Snowstorms Alleviate Fire Danger
Early spring snowstorms brought up to a foot of snow to southwestern Wisconsin early in the week and then 3 to 6 inches to central and northern Wisconsin midweek. While not welcomed by everyone, the snow did alleviate very high to high wildfire conditions that were in place last week. Much of that snow has already melted, and warm weather by early next week is expected to melt the rest, so dry conditions could return very quickly.
There was not enough snow to open snowmobile trails or groom ski trails, but the wet melting snow has closed many mountain bike trails on state park and forest properties.
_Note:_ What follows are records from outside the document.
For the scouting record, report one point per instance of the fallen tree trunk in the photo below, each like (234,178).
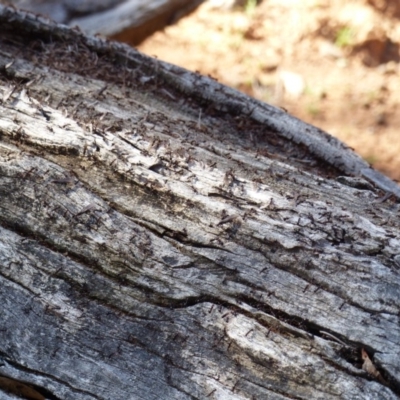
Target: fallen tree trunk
(164,236)
(130,21)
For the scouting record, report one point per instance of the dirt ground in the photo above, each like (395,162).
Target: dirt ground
(332,63)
The snow is also keeping the limestone screening on rail trails wet and soft and bicycles are asked to refrain from using these trails until they dry out.
Colder temperatures in the last week have firmed up the ice on northern lakes, with most holding at 10 to 14 inches of ice cover. However, areas around inlets, access sites and south-facing shorelines still have spots of open water. With the questionable ice conditions, many anglers have put away their ice fishing gear for the season, although there have still been a few panfish anglers venturing out and having fair success on crappie and perch.
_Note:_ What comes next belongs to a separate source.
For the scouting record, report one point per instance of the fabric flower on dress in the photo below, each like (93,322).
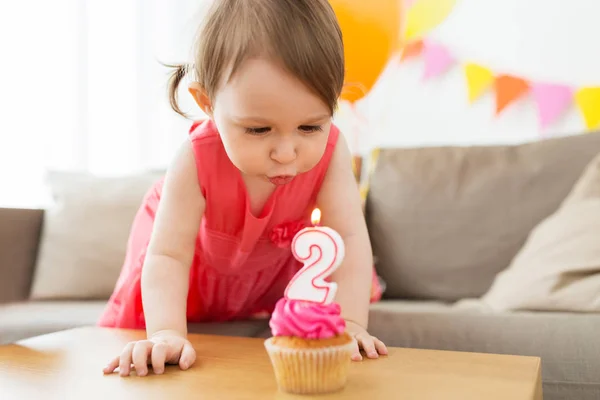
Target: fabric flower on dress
(283,234)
Most boat landings on Green Bay remain covered in ice, but the Fox River landings at Fox Point and Metro are open and fishing pressure was heavy with both boaters and shore anglers. There were some walleye in the 20-inch plus range caught, along with large numbers of whitefish being caught and released. Many access points along Door County are no longer usable. The Sturgeon Bay shipping canal is open and big ships departing toward Green Bay are offering some close-up views at Potawatomi State Park.
Southeastern Wisconsin Lake Michigan tributaries are mostly open but so far the steelhead run has been slow with many steelhead just beginning to move into rivers. The Root River Steelhead Facility is tentatively planning on processing fish for the first time this year on Monday. This upcoming weekend kicks off the trout season opening on the lower portion of the Bois Brule River flowing into Lake Superior. Water levels are lower than normal but the early spring thaw is providing easy access and fresh steelhead were beginning to enter the river.
Raccoons, skunks, and small mammals are becoming more active. Red fox pups are being born.
Red-shouldered hawks and goshawks are defending nesting areas. Turkeys are dispersing and have been seen breeding already. Ring-necked pheasants are starting to crow. Larger flocks of sandhill cranes and Canada geese, along with mallards, northern shovelers and many other dabbling and diving ducks can be seen on the partially frozen wetland areas.
And a reminder that hunting and fishing licenses expire on March 31. Licenses for 2015-16 are on sale now and can be purchased through the Online Licensing Center on the DNR website, at all authorized license agents and at DNR Service Centers (Hours for service centers vary; check the DNR website for service center days and hours of operation; DNR Service Centers are not open on Saturdays).